Disputes over the need for additional QME panels are neither rare nor infrequent occurrences in the litigation of workers’ compensation claims. No doubt some of that litigation is sparked by the complexity of the statutes and their implementing rules. In a concise seven-page opinion, the Appeals Board panel provides a straightforward template that can be used to enable parties to resolve such a dispute themselves without the involvement of the WCAB. The first step involves a simple question: is the claim of injury an accepted claim of injury to one or more body parts/systems? If so, Lab. Code § 4062 explains the steps to obtain a QME if there is an objection to a medical determination by a treating physician. Next, if the claim of injury is accepted as compensable but there is a dispute as to the compensability of additional body parts/systems, the initial recourse is to seek the opinion of the PTP. If the disputed body part/system is beyond the expertise of the PTP, the PTP should refer the injured worker to a secondary physician with the appropriate expertise and then incorporate and comment upon the findings and opinions of the secondary physician in the PTP’s report. Then, if there is an objection to the PTP’s report, the parties should follow the procedures in Lab. Code § 4062 to obtain a QME panel. If there is a dispute as to the need for a secondary QME in a different specialty, the parties can petition the WCAB for an order pursuant to Rule 31.7(b).

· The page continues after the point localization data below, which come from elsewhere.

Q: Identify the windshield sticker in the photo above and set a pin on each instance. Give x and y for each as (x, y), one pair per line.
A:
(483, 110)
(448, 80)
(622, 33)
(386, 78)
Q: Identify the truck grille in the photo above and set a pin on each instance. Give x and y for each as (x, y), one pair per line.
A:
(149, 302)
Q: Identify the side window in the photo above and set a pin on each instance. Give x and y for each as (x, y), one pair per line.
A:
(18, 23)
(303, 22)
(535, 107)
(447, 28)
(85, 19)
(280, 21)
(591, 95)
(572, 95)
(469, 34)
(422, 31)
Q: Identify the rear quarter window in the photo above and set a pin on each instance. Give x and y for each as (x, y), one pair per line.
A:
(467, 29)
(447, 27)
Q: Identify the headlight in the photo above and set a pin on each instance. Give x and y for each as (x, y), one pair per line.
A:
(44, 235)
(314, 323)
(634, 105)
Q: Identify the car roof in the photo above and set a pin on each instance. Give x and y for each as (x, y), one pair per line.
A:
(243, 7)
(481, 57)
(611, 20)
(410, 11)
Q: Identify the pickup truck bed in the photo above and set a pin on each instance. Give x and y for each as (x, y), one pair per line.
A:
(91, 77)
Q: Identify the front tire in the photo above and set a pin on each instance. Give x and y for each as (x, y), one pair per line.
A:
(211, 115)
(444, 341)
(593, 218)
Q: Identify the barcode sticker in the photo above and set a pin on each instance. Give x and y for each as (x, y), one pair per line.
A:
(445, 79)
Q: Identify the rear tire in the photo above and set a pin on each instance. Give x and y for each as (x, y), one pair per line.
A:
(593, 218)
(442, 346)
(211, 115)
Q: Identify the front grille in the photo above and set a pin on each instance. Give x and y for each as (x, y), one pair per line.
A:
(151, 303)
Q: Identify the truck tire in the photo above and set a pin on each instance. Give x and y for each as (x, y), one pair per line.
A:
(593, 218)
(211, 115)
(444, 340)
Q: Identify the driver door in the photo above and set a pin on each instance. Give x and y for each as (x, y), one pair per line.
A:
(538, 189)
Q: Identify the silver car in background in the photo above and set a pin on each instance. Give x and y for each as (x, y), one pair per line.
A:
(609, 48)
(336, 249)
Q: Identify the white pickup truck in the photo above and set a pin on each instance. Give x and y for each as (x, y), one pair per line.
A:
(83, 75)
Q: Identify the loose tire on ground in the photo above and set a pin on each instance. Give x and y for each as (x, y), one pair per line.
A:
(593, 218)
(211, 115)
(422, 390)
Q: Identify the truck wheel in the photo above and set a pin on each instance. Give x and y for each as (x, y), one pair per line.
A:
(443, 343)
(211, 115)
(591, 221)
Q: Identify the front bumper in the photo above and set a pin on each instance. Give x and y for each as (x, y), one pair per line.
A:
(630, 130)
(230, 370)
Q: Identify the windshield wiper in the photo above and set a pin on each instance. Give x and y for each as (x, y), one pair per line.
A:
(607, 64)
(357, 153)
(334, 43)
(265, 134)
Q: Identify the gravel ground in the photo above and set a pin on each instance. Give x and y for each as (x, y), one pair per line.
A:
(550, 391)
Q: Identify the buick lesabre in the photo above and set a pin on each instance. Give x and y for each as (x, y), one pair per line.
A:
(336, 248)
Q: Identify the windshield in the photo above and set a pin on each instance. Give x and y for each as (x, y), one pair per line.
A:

But, where the claim of injury is not accepted as compensable and is denied in its entirety, the procedures to obtain an additional QME panel are different. The party claiming the need for an additional QME panel in a different specialty has the burden of demonstrating that good cause exists sufficient for a WCJ to order an additional QME panel. One way of demonstrating good cause is to establish that the disputed medical issue is beyond the expertise of the initial QME. This showing can be made by deposing the initial QME.

Finally, while it is possible that the injured worker in a denied injury claim may simply allege injury to an additional body part/system simply to obtain an additional QME panel, sanctions for frivolous and bad faith motives provide a meaningful remedy.

Reminder: Board panel decisions are not binding precedent.